Member of the National Assembly
- In office 21 May 2014 – 7 May 2019
- Constituency: North West
- In office 23 April 2004 – 13 April 2009
- Constituency: North West

Mayor of Ngaka Modiri Molema
- In office September 2009 – May 2011
- Preceded by: Themba Ngwabeni
- Succeeded by: Phaladi Saku

Personal details
- Born: 25 February 1973 (age 53) Mafikeng, Transvaal South Africa
- Party: African National Congress

= Pinky Mokoto =

South African politician

Nthibane Rebecca "Pinky" Mokoto (born 25 February 1973) is a South African politician from the North West. She represented the African National Congress (ANC) in the National Assembly for two non-consecutive terms from 2004 to 2009 and from 2014 to 2019. In the interim, she was Mayor of the North West's Ngaka Modiri Molema District Municipality from 2009 to 2011.

Mokoto was a member of the ANC's National Executive Committee from 2007 to 2012. She had formerly been a member of the national executive of the ANC Youth League.

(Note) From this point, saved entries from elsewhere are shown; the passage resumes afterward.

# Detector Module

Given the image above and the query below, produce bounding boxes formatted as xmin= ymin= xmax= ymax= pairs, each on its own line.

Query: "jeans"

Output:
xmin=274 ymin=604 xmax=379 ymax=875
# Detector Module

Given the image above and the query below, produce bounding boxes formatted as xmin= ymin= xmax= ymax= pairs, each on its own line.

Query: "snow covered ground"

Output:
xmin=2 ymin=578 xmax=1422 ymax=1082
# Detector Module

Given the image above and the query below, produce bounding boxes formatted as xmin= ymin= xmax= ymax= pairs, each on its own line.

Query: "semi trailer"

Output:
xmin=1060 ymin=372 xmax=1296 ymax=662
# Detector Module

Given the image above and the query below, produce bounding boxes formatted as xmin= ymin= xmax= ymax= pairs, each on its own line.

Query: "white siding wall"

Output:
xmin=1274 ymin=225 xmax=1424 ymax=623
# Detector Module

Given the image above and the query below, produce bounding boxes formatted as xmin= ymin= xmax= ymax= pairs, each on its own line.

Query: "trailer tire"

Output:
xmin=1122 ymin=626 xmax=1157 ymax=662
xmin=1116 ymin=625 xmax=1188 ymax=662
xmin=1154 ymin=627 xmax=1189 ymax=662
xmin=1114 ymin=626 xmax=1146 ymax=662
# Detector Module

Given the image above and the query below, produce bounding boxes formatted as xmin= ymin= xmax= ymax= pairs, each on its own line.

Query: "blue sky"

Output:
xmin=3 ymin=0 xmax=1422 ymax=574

== Early life and career ==
Mokoto was born on 25 February 1973 in Mafikeng in the former Western Transvaal, where she grew up. She worked for the North West branch of the African National Congress (ANC) as provincial media liaison officer from 1997 to 2004. During that time she was also an active member of the party, serving on the National Executive Committee of the ANC Youth League and the Provincial Executive Committee of the ANC Women's League. She was also elected to a term as secretary of the mainstream ANC's branch in Tlhabologa, North West.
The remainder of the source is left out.